Qualitative data will be collected via semi-structured, in-depth telephone interviews and used to clarify and enrich findings from the quantitative data. The interviews will be conducted either once (for patients in category 1) or, for some patients in the longitudinal study, at the four time points described above (see section titled “Qualitative data collection” for a more detailed description of the interviews). The National Jewish Health Institutional Review Board has approved the study protocol (HS-2790), and the study is registered on ClinicalTrials.gov (NCT01961362).
Quantitative data collection
The UCSD is a 24-item dyspnea questionnaire that asks respondents to rate themselves from 0 (“Not at all”) to 5 (“Maximally or unable to do because of breathlessness”) in two areas: 1) how short of breath they are while performing various activities (21 items); and 2) how much shortness of breath itself, fear of hurting themselves by overexerting, and fear of shortness of breath limit them in their daily lives (3 items). Scores range from 0 to 120, with higher scores indicating greater dyspnea . The UCSD takes 5 minutes to complete.
The Short Form 36-Item Instrument (SF-36)

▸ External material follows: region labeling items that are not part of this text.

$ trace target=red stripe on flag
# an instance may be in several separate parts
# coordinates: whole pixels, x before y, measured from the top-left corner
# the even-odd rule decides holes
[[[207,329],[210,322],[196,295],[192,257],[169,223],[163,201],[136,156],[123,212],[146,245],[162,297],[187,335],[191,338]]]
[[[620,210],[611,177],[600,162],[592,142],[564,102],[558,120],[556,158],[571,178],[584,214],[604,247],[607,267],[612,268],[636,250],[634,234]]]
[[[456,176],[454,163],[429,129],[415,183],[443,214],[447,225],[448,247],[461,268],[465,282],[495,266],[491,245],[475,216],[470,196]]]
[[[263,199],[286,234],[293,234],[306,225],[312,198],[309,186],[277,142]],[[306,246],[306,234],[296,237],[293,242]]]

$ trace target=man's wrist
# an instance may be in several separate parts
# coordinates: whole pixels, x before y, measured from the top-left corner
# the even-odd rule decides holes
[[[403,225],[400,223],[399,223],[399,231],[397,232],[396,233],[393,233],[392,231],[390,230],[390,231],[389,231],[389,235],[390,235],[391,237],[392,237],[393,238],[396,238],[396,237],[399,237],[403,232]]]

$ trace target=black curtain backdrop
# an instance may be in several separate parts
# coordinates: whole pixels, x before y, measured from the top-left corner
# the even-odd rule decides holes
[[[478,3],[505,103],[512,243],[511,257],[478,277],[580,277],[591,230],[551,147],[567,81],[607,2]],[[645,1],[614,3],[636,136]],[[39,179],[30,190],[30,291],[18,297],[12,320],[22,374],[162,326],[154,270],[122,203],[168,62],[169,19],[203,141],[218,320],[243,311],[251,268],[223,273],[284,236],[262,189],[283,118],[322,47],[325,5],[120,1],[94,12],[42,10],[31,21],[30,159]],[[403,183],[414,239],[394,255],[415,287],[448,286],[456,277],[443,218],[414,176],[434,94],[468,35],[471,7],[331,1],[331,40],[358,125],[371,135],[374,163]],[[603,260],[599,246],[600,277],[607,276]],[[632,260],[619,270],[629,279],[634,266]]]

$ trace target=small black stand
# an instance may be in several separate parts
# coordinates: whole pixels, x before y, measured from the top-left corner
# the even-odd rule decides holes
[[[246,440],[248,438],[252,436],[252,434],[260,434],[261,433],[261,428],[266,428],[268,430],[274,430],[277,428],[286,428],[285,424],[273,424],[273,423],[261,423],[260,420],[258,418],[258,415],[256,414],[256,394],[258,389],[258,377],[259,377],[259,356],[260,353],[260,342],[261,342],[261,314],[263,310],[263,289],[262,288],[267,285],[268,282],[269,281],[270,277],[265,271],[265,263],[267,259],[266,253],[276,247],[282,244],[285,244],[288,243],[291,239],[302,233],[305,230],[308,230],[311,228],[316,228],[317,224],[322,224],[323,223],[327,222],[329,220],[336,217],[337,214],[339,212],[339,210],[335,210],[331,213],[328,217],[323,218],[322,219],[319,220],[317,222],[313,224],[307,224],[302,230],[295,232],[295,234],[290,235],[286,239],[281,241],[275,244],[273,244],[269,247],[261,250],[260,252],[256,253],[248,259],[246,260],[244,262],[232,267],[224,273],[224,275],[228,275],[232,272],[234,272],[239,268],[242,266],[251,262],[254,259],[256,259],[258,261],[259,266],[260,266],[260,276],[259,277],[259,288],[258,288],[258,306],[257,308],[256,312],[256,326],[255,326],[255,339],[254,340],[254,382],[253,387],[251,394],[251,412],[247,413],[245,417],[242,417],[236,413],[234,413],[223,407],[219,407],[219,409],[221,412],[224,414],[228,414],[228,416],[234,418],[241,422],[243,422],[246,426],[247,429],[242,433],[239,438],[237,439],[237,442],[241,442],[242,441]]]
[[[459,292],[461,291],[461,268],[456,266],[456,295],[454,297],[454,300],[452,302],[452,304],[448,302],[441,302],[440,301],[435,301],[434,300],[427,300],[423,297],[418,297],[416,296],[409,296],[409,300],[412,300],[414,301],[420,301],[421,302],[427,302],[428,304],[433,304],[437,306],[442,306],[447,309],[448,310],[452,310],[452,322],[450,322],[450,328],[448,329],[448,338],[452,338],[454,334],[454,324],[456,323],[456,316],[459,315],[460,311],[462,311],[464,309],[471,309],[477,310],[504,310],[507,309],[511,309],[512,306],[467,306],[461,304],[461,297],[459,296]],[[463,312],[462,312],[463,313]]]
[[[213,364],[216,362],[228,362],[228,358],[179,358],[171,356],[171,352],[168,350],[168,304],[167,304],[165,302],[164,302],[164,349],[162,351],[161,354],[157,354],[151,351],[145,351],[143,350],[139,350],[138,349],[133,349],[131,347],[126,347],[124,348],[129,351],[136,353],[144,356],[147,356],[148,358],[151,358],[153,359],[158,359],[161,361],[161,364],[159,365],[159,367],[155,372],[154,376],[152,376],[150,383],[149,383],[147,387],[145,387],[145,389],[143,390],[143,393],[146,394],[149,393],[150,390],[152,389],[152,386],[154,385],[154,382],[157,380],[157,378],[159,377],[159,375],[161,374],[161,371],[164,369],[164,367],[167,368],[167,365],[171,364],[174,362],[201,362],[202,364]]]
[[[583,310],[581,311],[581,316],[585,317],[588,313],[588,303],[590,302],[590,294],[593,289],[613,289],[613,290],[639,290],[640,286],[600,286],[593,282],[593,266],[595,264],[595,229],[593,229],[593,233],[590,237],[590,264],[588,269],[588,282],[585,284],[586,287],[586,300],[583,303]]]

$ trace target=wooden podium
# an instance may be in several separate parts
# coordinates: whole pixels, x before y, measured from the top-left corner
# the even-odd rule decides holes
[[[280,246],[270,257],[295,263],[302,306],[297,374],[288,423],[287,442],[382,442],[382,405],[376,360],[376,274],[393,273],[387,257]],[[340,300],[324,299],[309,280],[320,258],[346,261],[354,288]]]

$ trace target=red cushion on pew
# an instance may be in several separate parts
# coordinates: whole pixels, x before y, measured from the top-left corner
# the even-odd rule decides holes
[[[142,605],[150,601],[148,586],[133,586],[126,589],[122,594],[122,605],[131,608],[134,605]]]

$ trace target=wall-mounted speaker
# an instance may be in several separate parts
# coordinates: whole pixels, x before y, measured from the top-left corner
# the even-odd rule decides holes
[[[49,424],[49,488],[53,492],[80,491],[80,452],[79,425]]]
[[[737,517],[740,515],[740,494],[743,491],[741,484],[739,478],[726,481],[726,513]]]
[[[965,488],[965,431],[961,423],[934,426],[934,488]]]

The SF-36 is a generic health-related QOL (HRQL) questionnaire with eight domains which comprise two component summaries (physical and mental). Each domain and component is scored from 0–100, with higher scores connoting greater HRQL . The SF-36 takes 15 minutes to complete.
The Fatigue Severity Scale (FSS)
The FSS is a 9-item questionnaire, scored from 9–63, with higher scores indicating more severe fatigue. The FSS takes less than five minutes to complete.
The Leicester (pronounced Lester) Cough Questionnaire (LCQ)
The LCQ is a 19-item questionnaire that taps the physical, psychological and social aspects of cough. Scores range from 7–63, with higher scores indicating better cough-related QOL. The LCQ takes five minutes to complete .
We are capturing physical activity with an accelerometer—the Actigraph GT3X + Tri-Axis Actigraphy Monitor (http://www.actigraphcorp.com/). It is a small, lightweight (19 grams), plastic device (about the size of a large wristwatch) affixed to an elastic band and comfortably worn around the wrist or waist. The device continuously records data which can be downloaded onto a computer via a USB cable.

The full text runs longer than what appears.